Monday, September 7, 2020

A Biblical Presentation On The Doctrine Of Adoption

        Adoption is the act of God by which He considers us to be members of His eternal family. We are deemed His children by faith. Adoption is a legal term. It is a figure of speech used to describe a change in our standing before Him. Like the instance of justification, it is an undeserved, unmerited favor of God.

        The doctrine of adoption tacitly assumes that man in his natural state of being is lost by virtue of his sin. Thus, not everyone is a child of God by birth. People need a redeemer who can free them from the curse of sin. It takes a supernatural act of God to make us members of His family. It is not a status that we are naturally endowed with.

        It is not by physical descent or by human efforts that one becomes a child of God, but by faith (John 1:12-13). He took action to save us by sending God the Son into this world to atone for our sins. It is the greatest privilege that one can have. We obtain an inheritance in heaven that cannot perish or fade away.

        The Apostle Paul used adoption as a metaphor to communicate that we as believers partake of the inheritance that belongs to Jesus Christ:

        "and if children, heirs also, heirs of God and fellow heirs with Christ, if indeed we suffer with Him in order that we may also be glorified with Him." (Romans 8:17)

        "But when the fullness of the time came, God sent forth His Son, born of a woman, born under the Law, so that He might redeem those who were under the Law, that we might receive the adoption as sons." (Galatians 4:4-5)

        Christ has possession over everything. We shall partake in His glory and riches as we have been included as members of the kingdom of heaven (John 17:22; 2 Corinthians 8:9). We are adopted as children of God in Christ:

        "He predestined us to adoption as sons through Jesus Christ to Himself, according to the kind intention of His will." (Ephesians 1:5)

        His shed blood brings about both our justification and adoption by God the Father. We belong to Him and He belongs to us.

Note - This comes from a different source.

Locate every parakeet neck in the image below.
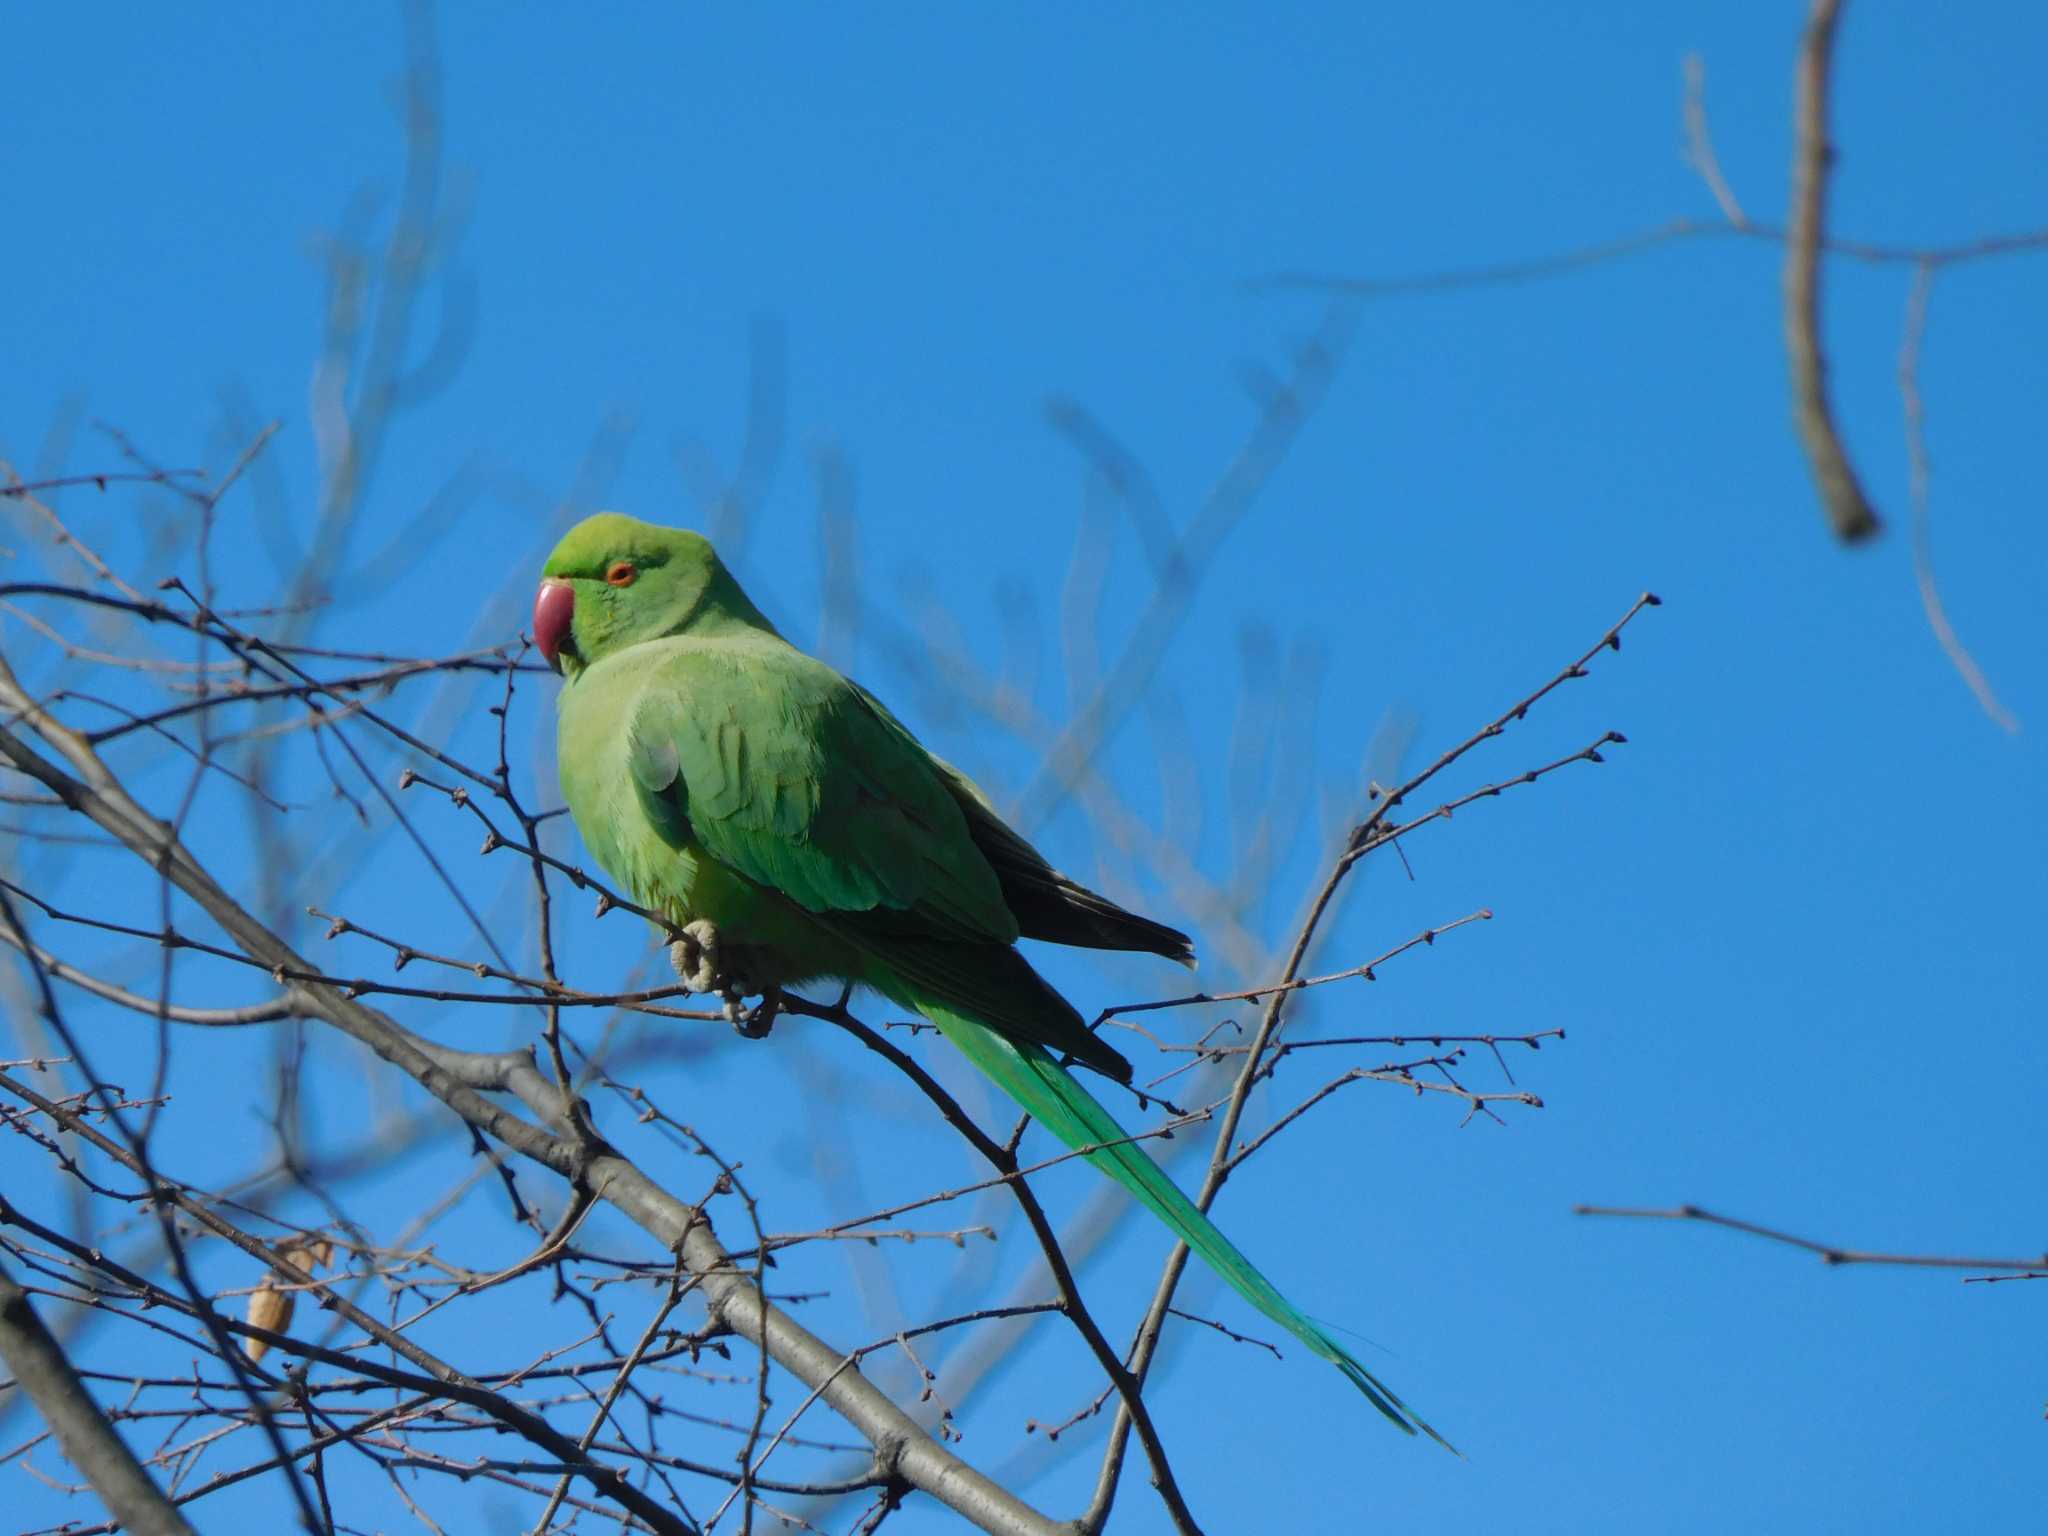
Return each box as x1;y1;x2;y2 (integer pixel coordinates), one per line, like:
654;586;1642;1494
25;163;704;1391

        Forensic justification causes things which are not forensic in nature to happen. We obtain peace with God by faith, which includes assurance of salvation and the freedom to pursue holiness in gratitude for what God has done for us. These blessings have a consequential relationship to justification by faith alone. The relationship of God to the unbelieving world is that of a judge to a convict, whereas our relationship to Him is that of a father to a son.